Brick by brick, Deryl McKissack is building on a legacy. If you've ever taken in the magnitude of memorials, you've seen her handiwork.
"In a project like this, you know, there are a thousand moving parts," McKissack said.
For her, it's in the blood. She's part of a long line of architects, builders and dreamers.
"My family goes back to my great-great-grandfather who was a slave and came to this country in 1790. And he was a builder as a slave. And he passed a trade of building down to my great-grandfather," McKissack continued.
He would pass it down to his sons, who would become the first Black licensed architects in the southeast and officially start the family business in 1905. But it didn't end there. McKissack's father also took on the family legacy and her mother continued the work after his illness.
"I started at six in the family business with my father. He would take us to work with him on Saturdays. I'm a twin and my mother needed a break," McKissack said. "And so he would take us on Saturdays and prop up on the drawing boards — because we didn't have computers back then — and he would have us draw."
In 1990, armed with a degree in civil engineering and $1000, McKissack launched her own firm.
"I had a lot to prove," she said. "I was one person. I was Black. I was female in a male-dominated industry. Why would anybody want to work with me?"
But somebody did eventually, after she picked up the phone and reached out to 150 potential clients.
"I don't need a handout," McKissack said. "If you give me an opportunity, I'm not going to let you down. And I built on that. My first client was Georgetown. I started with a $5,000 fee project and within six months I signed a million dollars worth of work with them."
From there, the repertoire grew from the U.S. Treasury restoration to modernizing D.C. area schools, to the design of Ghana's Cape Coast museum and project management on several U.S. airports.
"This particular job, you know, there was work on a taxiway in the apron all around the concourse. There was a lot of different activities here in the concourse."
But it was the appointment as architect of record for the Martin Luther King Jr. memorial that solidified McKissack's own stamp on history.
"I think about my ancestors and what they went through, the atrocities they went through — Jim Crow laws and you name it, slavery and all of that — for me to be sitting here today and even be sitting there then would just bring tears to my eyes because there had never been a time when a Black firm had designed something on a national mall."

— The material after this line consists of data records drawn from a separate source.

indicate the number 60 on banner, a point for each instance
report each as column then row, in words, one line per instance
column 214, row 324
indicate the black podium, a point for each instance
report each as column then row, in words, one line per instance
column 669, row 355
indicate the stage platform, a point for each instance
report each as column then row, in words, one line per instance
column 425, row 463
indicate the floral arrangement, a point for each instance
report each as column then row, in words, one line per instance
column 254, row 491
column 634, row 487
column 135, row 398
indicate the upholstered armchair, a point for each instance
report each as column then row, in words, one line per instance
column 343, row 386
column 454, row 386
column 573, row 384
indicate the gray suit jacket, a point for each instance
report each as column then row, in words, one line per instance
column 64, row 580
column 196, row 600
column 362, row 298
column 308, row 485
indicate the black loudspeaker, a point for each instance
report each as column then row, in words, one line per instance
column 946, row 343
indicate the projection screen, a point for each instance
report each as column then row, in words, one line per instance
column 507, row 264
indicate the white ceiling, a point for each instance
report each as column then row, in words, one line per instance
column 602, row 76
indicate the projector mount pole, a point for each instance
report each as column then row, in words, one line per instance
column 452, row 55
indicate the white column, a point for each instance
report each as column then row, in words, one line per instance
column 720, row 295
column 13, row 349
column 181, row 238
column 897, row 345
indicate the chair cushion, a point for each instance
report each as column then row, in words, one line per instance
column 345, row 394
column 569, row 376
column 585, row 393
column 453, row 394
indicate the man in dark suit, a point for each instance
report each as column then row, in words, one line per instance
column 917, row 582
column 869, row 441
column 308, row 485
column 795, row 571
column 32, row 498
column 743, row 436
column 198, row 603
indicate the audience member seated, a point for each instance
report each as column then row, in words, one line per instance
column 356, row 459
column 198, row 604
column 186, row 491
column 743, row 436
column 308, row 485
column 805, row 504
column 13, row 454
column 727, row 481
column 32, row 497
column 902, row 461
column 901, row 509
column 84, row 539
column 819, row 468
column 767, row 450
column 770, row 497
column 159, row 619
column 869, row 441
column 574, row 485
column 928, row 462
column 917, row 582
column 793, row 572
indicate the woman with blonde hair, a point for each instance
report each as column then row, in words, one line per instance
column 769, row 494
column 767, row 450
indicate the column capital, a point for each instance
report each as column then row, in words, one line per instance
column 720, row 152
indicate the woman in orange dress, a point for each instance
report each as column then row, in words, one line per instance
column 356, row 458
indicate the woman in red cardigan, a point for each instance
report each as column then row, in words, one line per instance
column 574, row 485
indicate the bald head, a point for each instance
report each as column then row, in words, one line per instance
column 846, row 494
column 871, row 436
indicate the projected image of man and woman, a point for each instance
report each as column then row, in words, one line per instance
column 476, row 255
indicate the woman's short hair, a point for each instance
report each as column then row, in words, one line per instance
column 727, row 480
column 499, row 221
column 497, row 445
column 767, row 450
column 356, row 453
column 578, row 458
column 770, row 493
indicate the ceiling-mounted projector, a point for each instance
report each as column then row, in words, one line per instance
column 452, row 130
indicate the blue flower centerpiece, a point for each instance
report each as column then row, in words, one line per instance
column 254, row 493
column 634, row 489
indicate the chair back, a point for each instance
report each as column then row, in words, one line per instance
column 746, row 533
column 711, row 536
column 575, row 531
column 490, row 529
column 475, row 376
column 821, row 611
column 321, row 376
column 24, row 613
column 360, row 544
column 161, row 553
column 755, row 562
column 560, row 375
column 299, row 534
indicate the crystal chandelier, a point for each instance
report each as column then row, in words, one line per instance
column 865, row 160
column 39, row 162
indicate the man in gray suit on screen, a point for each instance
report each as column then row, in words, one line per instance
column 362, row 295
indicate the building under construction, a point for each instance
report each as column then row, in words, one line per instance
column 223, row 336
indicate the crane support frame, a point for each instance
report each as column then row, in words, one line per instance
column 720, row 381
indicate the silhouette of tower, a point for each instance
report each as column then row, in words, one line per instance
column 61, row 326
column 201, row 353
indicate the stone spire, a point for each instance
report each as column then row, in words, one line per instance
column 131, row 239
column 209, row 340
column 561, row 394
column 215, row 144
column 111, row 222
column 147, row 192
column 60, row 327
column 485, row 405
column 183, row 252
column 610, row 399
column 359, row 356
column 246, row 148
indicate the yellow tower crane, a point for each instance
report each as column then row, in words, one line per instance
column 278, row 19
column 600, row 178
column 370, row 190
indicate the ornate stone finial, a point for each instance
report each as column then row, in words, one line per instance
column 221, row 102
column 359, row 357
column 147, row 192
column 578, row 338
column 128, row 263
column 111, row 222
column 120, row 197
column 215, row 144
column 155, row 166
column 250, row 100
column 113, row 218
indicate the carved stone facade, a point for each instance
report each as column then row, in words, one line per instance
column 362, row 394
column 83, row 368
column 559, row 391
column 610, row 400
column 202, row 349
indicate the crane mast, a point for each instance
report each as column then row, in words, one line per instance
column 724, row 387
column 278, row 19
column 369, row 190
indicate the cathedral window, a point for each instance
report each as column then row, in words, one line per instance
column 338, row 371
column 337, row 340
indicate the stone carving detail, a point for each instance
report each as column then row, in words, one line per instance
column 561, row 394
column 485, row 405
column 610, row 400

Today her firm handles more than $15 billion in projects. But it wasn't a crystal stair. She says she faced misogyny and racism along the way.
"I've been discriminated against by Black men as well as White men," McKissacks said. "You want to say, you know, 'It's just a white male world and da da da da da.' But that's not true when you're a woman coming into this. And it's microaggressions in the sense that you can see them huddling together. You're left out."
A joint report from two architectural organizations found 2% of the nation's architects identify as African American. The barriers of obtaining licensure include the cost and a lack of support from their employer.
McKissack says she has come up with a plan to diversify the industry, enlisting some of the biggest firms in the country.
"Board members need to be Black in those companies so that there is a true understanding at the top of how policy makes Black people feel uncomfortable or how things are said and written," McKissack said. "So there are microaggressions, and then there's Black companies that need to be sustained."
Because like the McKissacks before her, she's laying a foundation she hopes lasts for generations to come.
"I believe that everybody is unique," she said. "They come here with a special purpose. And when they find that purpose, nothing can stop them. And as long as they're working and walking in that purpose, nothing can stop them."